Milei argumenta há muito tempo tais políticas criam distorções que acabam desestabilizando a economia e prejudicam aqueles que elas tentam proteger.

Ao assumir o cargo, ele erradicou esses poderes como parte de uma ampla reforma do Estado argentino. O autodenominado anarcocapitalista modificou ou eliminou mais de 670 regulamentações no primeiro ano do mandato, segundo o Instituto Cato, inclusive regras que beneficiavam a companhia aérea estatal argentina e os correios.

Erva-mate de Milei

Mesmo com os controles, os preços da erva-mate ainda estavam sujeitos a algumas forças de mercado por meio de acordos informais.

Milei transferiu totalmente a definição dos preços para o mercado, e os resultados foram drásticos.

No início da primeira colheita após a desregulamentação, em março de 2024, os preços atingiram um pico próximo a 400 pesos (cerca de US$ 21) por quilo — acima do mínimo anterior.
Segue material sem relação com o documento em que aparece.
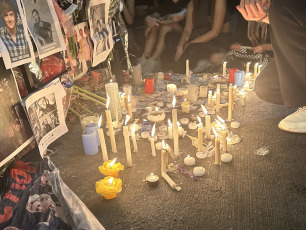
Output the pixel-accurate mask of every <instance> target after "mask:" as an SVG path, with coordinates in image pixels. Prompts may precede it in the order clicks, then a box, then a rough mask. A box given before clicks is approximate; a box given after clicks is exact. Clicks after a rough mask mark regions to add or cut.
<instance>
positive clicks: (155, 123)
mask: <svg viewBox="0 0 306 230" xmlns="http://www.w3.org/2000/svg"><path fill="white" fill-rule="evenodd" d="M155 125H156V123H154V125H153V128H152V133H151V137H154V134H155Z"/></svg>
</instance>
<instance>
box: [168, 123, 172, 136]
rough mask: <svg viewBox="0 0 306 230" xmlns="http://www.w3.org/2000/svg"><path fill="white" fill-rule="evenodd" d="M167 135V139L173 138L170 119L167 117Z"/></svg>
mask: <svg viewBox="0 0 306 230" xmlns="http://www.w3.org/2000/svg"><path fill="white" fill-rule="evenodd" d="M168 137H169V139H172V138H173V128H172V123H171V121H170V119H168Z"/></svg>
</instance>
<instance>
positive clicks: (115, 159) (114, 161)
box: [109, 157, 117, 168]
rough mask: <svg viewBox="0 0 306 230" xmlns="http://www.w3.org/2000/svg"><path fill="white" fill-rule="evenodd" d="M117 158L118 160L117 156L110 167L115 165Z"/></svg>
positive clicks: (111, 162)
mask: <svg viewBox="0 0 306 230" xmlns="http://www.w3.org/2000/svg"><path fill="white" fill-rule="evenodd" d="M116 160H117V157H116V158H115V159H114V160H113V161H112V162H111V163H110V164H109V167H110V168H111V167H113V165H114V164H115V162H116Z"/></svg>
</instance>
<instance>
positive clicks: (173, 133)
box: [172, 96, 179, 156]
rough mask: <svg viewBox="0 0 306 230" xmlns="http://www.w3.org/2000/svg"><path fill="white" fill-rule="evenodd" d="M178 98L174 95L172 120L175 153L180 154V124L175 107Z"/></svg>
mask: <svg viewBox="0 0 306 230" xmlns="http://www.w3.org/2000/svg"><path fill="white" fill-rule="evenodd" d="M175 104H176V99H175V96H173V102H172V105H173V109H172V122H173V142H174V154H175V156H178V155H179V143H178V126H177V109H175Z"/></svg>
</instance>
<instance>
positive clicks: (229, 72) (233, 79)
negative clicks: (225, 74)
mask: <svg viewBox="0 0 306 230" xmlns="http://www.w3.org/2000/svg"><path fill="white" fill-rule="evenodd" d="M236 71H238V69H236V68H230V69H229V70H228V83H230V84H234V83H235V72H236Z"/></svg>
Em julho deste ano, caíram para cerca de 260 pesos (US$ 14), segundo estimativas de Cristian Klingbeil, ex-agricultor de Oberá que realiza pesquisas com produtores.

Os preços podem variar de acordo com a região e o clima mais seco, mas, no mesmo período, a inflação acumulada se aproximou de 100%.

Parte da queda é resultado do aumento da produção que coincidiu com as mudanças de Milei.

Os agricultores colheram 1,1 milhão de toneladas de erva-mate no ano passado, o maior total já registrado e um aumento de 27% em relação a 2023, segundo dados do INYM.

Mas, diferentemente das exportações de soja ou carne bovina que impulsionam a economia argentina, a maior parte do consumo de erva-mate é doméstica. E a demanda ainda está ligeiramente abaixo dos níveis de quando Milei assumiu o cargo, de acordo com o órgão.